Each parabola shown in the figure above represents the projected learning efficiency E for a given student across the different mixes of auditory and visual learning techniques output by a professor. The vertex of each parabola corresponds to the student being taught by a teaching style that most perfectly matches his(her) receptivity Gn This value corresponds to the mix that represents that student’s highest learning efficiency. If we were teaching only one student, we would therefore choose the Auditory-Visual mix to coincide with the student’s vertex in this plot. However, we must teach to the entire class; so how can we select the direction of Tx? If our goal were to teach at a rate that did not exceed any student’s learning efficiency, the plot above implies that we should select about an equal mix of Auditory and Visual techniques, and we should choose a teaching rate (i.e. learning efficiency) of approximately 0.27. Qualitatively speaking, this corresponds to the highest learning efficiency in the plot that is below every parabola (or, the teaching rate below every student’s maximum learning efficiency). Instead of choosing this “lowest common denominator” approach, we may elect to forgo the few students with the lowest receptiveness in order to increase our teaching rate. Based on our understanding of the figure, any intelligent selection will exist at either the intersection of two parabolas or at the vertex of a parabola. We therefore limit our search to these points. You could envision a graph where you highlight only these two types of points and as you eliminate students you would move further up on the graph and around to different points to maximize the learning efficiency for the remaining N students.

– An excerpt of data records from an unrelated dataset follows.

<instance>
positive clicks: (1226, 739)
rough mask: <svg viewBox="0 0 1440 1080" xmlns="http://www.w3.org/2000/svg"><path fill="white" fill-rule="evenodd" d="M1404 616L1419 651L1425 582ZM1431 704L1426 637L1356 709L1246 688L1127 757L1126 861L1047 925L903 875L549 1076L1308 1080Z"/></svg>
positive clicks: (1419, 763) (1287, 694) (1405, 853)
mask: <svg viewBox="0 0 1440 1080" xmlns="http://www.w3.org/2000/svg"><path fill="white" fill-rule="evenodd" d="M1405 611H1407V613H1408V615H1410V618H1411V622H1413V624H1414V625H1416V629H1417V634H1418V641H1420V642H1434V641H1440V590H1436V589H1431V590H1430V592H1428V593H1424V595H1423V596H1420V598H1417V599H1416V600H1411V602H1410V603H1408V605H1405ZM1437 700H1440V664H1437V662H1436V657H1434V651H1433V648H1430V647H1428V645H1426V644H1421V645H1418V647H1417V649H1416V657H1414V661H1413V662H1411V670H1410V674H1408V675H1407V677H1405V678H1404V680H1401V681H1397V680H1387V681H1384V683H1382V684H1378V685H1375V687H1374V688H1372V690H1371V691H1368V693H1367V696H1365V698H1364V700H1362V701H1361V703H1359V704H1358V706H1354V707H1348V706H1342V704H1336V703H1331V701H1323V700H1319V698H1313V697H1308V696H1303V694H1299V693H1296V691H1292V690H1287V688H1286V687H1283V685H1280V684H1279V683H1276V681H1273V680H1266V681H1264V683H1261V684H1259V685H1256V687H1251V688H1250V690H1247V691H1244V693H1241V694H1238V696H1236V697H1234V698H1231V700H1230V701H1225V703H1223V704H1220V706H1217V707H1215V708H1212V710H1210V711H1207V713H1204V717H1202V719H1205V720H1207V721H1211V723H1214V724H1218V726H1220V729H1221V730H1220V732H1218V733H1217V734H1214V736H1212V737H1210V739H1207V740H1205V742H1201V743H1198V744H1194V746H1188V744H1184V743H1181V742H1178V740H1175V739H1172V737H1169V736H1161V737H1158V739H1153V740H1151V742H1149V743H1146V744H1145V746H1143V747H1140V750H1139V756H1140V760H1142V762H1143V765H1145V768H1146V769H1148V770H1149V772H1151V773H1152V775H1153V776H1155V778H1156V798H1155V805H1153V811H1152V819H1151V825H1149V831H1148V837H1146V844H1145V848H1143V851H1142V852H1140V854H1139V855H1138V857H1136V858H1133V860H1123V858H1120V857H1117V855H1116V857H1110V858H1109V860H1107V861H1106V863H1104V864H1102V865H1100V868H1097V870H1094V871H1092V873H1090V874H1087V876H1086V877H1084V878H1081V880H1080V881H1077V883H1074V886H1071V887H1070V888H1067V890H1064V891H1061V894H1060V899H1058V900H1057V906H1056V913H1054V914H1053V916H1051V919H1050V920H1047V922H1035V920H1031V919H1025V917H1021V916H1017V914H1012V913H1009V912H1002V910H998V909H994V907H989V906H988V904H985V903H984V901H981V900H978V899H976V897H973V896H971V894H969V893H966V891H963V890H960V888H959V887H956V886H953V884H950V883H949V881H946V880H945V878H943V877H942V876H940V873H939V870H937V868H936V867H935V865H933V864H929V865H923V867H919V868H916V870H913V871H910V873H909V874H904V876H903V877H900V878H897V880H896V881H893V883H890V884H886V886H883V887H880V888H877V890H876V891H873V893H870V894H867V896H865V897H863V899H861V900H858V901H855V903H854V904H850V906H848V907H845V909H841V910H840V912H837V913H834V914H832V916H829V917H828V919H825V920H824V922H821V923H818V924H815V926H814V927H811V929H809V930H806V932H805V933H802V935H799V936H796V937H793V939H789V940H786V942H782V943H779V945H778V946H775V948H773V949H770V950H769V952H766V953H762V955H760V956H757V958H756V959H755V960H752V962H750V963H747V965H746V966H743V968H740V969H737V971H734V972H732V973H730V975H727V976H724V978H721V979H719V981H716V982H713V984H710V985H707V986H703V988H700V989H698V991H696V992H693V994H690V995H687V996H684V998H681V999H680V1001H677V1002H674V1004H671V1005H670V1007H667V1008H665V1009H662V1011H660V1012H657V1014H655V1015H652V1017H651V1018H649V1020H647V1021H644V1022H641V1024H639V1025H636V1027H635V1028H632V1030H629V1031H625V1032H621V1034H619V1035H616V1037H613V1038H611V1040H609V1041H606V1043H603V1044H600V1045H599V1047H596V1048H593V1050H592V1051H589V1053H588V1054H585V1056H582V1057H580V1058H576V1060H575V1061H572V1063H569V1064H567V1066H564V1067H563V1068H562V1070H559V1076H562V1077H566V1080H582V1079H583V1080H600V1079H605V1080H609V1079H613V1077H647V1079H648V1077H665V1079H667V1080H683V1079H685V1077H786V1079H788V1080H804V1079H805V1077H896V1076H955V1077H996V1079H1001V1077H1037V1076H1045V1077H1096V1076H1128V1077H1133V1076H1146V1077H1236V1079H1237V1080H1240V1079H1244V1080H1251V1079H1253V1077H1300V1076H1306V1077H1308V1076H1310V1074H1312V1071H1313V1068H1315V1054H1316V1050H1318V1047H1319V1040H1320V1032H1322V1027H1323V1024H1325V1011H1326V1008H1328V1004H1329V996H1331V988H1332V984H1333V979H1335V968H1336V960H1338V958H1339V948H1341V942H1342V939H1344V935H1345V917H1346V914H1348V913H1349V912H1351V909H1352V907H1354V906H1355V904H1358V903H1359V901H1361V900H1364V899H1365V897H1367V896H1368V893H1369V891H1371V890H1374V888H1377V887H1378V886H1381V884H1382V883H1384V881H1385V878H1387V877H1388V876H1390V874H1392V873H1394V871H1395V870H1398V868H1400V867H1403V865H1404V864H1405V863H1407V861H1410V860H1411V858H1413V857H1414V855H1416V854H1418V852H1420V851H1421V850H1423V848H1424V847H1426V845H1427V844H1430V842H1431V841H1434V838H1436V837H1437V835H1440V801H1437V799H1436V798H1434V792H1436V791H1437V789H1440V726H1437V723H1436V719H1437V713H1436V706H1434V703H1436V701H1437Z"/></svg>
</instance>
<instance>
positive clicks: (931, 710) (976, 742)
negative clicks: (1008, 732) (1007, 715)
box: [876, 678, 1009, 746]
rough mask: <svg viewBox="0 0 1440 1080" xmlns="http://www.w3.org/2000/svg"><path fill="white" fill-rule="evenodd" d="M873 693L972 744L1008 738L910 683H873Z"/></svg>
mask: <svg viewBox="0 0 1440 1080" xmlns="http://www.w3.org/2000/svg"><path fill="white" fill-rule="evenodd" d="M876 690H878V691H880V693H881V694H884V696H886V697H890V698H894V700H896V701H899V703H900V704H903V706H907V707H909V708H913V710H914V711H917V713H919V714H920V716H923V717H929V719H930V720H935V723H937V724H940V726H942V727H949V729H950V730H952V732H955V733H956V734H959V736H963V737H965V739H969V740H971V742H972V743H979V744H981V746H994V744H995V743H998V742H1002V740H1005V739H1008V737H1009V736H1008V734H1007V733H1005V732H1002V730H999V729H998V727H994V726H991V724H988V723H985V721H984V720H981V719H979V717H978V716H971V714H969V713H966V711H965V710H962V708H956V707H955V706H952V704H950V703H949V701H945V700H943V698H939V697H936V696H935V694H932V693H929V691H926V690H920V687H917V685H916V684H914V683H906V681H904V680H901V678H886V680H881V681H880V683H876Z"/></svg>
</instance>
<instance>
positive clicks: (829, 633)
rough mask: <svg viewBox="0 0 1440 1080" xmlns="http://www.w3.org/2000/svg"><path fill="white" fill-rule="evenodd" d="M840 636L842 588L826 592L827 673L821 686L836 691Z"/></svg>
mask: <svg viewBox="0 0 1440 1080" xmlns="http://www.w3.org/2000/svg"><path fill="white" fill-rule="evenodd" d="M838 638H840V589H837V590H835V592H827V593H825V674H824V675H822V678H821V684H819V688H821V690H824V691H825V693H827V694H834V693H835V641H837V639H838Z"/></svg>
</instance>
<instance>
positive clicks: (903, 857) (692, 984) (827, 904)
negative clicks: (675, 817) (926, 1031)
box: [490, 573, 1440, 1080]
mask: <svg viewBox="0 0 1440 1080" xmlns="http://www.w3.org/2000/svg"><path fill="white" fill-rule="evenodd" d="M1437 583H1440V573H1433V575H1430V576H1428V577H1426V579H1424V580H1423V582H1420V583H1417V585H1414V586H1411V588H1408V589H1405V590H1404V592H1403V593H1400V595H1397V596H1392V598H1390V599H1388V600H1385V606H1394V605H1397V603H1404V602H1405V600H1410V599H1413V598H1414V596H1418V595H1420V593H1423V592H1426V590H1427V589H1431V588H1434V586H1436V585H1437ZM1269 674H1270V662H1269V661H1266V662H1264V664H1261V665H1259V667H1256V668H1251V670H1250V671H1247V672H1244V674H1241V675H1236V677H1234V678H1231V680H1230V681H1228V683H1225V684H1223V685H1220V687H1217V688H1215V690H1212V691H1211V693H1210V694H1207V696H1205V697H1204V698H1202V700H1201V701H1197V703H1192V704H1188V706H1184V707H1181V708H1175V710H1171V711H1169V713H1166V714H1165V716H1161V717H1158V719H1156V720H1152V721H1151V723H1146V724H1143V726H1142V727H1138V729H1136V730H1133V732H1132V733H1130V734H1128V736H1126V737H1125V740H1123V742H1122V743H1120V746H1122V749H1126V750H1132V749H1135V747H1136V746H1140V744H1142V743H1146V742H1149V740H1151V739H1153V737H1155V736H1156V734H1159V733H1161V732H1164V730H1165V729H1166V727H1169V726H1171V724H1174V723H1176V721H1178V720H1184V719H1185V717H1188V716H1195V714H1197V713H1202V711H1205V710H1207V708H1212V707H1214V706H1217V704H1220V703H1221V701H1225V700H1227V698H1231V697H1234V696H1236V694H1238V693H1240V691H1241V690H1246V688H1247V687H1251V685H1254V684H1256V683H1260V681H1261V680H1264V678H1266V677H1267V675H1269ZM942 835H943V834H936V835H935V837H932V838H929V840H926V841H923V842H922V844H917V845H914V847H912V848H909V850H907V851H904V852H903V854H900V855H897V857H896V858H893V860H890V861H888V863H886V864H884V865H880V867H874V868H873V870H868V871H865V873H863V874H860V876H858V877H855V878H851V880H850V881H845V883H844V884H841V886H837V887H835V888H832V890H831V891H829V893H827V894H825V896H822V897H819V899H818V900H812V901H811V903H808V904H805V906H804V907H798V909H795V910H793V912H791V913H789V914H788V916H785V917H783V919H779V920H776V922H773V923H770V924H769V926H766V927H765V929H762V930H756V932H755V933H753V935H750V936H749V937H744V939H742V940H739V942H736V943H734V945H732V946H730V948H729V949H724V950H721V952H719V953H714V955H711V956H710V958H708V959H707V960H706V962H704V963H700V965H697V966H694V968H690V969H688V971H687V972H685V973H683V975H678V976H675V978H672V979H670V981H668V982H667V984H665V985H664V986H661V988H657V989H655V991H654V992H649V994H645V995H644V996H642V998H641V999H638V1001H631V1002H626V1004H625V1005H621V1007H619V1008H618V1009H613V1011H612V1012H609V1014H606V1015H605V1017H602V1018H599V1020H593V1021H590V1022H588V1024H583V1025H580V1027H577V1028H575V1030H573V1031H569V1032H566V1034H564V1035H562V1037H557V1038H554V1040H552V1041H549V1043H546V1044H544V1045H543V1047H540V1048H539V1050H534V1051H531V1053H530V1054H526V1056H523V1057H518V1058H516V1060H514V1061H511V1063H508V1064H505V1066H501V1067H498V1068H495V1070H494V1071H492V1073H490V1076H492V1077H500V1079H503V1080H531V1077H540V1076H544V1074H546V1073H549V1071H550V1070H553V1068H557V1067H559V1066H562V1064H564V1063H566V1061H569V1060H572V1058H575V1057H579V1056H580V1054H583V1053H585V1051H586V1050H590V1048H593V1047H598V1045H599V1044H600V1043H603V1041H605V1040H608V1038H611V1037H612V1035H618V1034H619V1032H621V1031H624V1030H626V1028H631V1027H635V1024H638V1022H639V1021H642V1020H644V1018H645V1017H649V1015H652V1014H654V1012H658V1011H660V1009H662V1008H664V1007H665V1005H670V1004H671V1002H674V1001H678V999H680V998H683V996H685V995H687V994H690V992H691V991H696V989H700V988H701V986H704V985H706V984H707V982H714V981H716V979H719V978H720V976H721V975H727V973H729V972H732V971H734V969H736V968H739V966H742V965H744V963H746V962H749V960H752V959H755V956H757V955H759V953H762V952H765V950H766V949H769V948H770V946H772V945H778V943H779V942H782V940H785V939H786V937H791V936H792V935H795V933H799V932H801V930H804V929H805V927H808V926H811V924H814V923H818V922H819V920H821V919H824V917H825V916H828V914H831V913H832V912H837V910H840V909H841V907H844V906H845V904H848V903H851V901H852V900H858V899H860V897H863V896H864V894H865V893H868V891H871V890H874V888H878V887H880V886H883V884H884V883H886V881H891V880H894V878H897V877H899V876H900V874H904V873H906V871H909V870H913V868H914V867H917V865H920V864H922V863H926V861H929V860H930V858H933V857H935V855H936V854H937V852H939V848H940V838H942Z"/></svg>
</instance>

The process for choosing this path up the graph can also be described intuitively as follows. Imagine you pressed a single finger up from the bottom of the last image shown. It would naturally center itself at the highest vertex or parabola union, which corresponds to the teaching technique mix (and the maximum learning efficiency threshold) that you would use to teach all 30 students. Next, say you wanted to exceed this threshold; you would effectively “ignore” one of the lowest parabolas and move to the next highest available point. This would be akin to teaching above the maximum learning efficiency for one of your students. This allows your technique mix to adjust itself to find the next maximum point. We can also plot the learning efficiency threshold height as a function of the number of students above the threshold; as discussed above, you can expect the maximum available threshold to increase as the number of students above the threshold decreases. With one student, assuming of course that our professor can transmit something perfect to that student’s receptivities, you achieve a learning efficiency of 1. With a decreased number of students under the threshold you achieve a lower perfect teaching efficiency for those students.

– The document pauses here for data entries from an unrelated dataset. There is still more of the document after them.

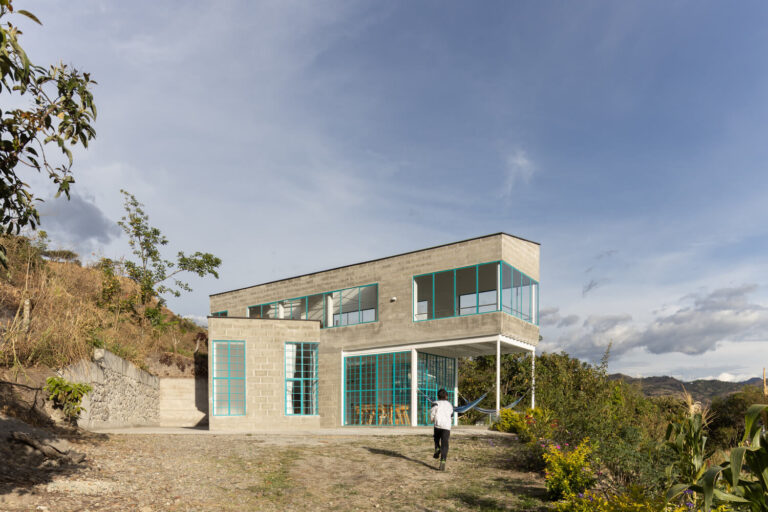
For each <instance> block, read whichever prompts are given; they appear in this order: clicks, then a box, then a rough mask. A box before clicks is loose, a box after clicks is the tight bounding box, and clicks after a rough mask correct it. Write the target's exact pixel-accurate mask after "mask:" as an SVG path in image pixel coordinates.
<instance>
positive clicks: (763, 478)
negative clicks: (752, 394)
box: [667, 404, 768, 512]
mask: <svg viewBox="0 0 768 512" xmlns="http://www.w3.org/2000/svg"><path fill="white" fill-rule="evenodd" d="M765 411H768V405H764V404H754V405H752V406H750V407H749V409H747V413H746V415H745V418H744V437H743V438H742V442H741V445H740V446H738V447H735V448H733V449H732V450H731V454H730V457H729V460H725V461H722V462H721V463H720V464H712V465H709V467H708V468H707V469H706V471H704V472H703V474H702V475H701V476H700V477H699V478H698V479H697V480H696V481H695V482H694V483H689V482H685V481H683V482H679V483H677V484H675V485H673V486H671V487H670V488H669V489H668V490H667V498H668V499H674V498H676V497H678V496H680V495H681V494H684V493H687V492H690V491H693V492H694V493H700V494H701V495H703V501H704V510H705V511H707V512H708V511H709V510H711V507H712V504H713V503H720V504H737V506H742V505H743V506H746V507H748V508H749V510H751V511H752V512H760V511H762V512H765V511H768V432H766V429H765V426H764V425H761V424H760V416H761V414H763V413H764V412H765Z"/></svg>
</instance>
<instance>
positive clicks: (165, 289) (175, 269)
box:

You could envision a scenario in this model where you chose your teacher signal at a point along this “path” up the vertexes and parabola union points that would maximize the overall amount of learning in the classroom. The “perfect learning efficiency” model up to this point hasn’t taken into account the fact that in the end the choice of a teacher’s T vector will lie somewhere on the 2-D student receptivity space for each student, and that on this space each student has their own perfect learning receptivity point. A teacher wanting to optimize his signal output would first decide an acceptable threshold for student learning, and then determine which of these points minimizes the distance between all the students he(she) is trying to teach for.

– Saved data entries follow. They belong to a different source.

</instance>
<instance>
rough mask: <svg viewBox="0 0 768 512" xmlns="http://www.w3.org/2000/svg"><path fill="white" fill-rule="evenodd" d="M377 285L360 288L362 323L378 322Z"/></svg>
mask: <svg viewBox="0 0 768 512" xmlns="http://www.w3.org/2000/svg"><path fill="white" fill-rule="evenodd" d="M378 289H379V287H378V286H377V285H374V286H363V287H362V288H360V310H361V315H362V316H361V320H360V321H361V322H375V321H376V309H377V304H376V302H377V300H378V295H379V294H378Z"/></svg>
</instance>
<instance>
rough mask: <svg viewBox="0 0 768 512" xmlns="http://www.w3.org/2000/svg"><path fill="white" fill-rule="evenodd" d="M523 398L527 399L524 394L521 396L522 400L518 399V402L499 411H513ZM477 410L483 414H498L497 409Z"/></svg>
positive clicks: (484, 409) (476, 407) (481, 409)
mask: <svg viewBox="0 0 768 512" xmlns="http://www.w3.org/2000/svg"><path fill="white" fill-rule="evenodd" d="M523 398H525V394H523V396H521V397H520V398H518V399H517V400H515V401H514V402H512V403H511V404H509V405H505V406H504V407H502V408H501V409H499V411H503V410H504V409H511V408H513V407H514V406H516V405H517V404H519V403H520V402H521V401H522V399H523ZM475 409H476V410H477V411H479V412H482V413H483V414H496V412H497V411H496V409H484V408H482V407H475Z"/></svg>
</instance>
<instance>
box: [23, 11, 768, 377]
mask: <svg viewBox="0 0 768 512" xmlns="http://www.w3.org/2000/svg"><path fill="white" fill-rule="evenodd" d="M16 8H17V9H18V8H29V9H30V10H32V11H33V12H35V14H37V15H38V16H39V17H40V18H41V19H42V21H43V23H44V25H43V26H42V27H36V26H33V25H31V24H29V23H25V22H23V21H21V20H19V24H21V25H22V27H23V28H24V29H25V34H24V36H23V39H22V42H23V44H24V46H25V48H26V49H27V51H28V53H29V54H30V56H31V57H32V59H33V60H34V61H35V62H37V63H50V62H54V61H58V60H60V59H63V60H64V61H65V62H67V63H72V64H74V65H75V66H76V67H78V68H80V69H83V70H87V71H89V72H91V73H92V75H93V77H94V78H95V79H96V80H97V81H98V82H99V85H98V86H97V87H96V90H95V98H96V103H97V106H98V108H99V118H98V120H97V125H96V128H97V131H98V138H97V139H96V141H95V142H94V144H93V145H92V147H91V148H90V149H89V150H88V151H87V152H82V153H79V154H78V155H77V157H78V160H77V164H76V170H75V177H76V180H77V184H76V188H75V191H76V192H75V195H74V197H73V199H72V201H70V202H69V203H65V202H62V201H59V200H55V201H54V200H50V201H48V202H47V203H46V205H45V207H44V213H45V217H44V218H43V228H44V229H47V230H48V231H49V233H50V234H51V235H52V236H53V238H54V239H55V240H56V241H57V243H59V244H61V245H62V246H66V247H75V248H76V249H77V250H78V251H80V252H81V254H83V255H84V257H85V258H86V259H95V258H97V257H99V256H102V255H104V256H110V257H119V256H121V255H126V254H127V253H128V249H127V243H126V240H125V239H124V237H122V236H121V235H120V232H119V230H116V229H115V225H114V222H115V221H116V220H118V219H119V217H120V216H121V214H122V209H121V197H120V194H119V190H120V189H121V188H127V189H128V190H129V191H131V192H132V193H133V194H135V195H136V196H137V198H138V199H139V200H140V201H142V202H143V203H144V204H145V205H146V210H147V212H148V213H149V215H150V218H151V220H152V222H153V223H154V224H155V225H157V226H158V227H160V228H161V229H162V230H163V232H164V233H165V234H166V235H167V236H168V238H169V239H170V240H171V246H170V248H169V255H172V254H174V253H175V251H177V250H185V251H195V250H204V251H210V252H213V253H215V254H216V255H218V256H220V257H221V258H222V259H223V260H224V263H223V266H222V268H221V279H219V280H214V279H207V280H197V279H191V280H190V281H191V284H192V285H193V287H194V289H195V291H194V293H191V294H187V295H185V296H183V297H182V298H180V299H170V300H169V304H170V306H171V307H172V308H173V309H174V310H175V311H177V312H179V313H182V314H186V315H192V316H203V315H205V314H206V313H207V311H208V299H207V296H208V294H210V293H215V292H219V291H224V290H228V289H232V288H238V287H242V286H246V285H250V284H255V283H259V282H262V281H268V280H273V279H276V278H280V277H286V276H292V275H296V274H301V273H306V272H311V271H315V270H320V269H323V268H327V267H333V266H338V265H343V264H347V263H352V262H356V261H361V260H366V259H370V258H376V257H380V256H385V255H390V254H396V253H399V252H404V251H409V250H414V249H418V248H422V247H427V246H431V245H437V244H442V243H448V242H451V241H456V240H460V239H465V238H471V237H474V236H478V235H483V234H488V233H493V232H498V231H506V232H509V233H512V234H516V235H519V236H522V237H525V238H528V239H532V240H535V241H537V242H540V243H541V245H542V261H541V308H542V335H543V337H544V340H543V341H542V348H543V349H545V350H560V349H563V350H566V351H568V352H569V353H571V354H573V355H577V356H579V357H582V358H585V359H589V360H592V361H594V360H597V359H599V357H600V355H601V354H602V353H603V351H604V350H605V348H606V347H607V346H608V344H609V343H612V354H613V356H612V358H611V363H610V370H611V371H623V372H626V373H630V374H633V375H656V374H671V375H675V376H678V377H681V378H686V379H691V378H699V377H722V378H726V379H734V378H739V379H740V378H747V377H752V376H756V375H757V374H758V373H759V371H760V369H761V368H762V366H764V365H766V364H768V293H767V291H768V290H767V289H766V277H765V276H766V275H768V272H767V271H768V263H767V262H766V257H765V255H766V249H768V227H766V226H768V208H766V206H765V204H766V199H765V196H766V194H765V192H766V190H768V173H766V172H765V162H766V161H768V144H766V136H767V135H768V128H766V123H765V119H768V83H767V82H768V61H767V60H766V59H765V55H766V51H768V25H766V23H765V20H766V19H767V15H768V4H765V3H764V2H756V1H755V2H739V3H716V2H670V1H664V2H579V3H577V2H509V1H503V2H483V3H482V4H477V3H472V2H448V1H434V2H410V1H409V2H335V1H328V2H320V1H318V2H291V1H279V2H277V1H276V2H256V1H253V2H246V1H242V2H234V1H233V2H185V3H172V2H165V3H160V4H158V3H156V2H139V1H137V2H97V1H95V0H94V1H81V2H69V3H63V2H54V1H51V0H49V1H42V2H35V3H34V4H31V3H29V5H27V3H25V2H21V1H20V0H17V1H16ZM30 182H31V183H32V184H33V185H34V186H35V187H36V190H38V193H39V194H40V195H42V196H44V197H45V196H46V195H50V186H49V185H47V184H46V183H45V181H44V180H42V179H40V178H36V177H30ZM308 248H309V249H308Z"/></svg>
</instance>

I welcome others to come up with two other seemingly random disciplines and merging them together somehow! I'm sure you can think of something in a quick 10 minutes. The basic idea for this post came about after a discussion asking the question "What if all knowledge could be plotted on a n-dimensional grid?" Without meaning to this successfully put linear algebra and digital communications in the same discussion space as pedagogy and learning. There are many more questions where this one came from, the real question is, do you ask yourself silly questions often enough to find real value in some of them?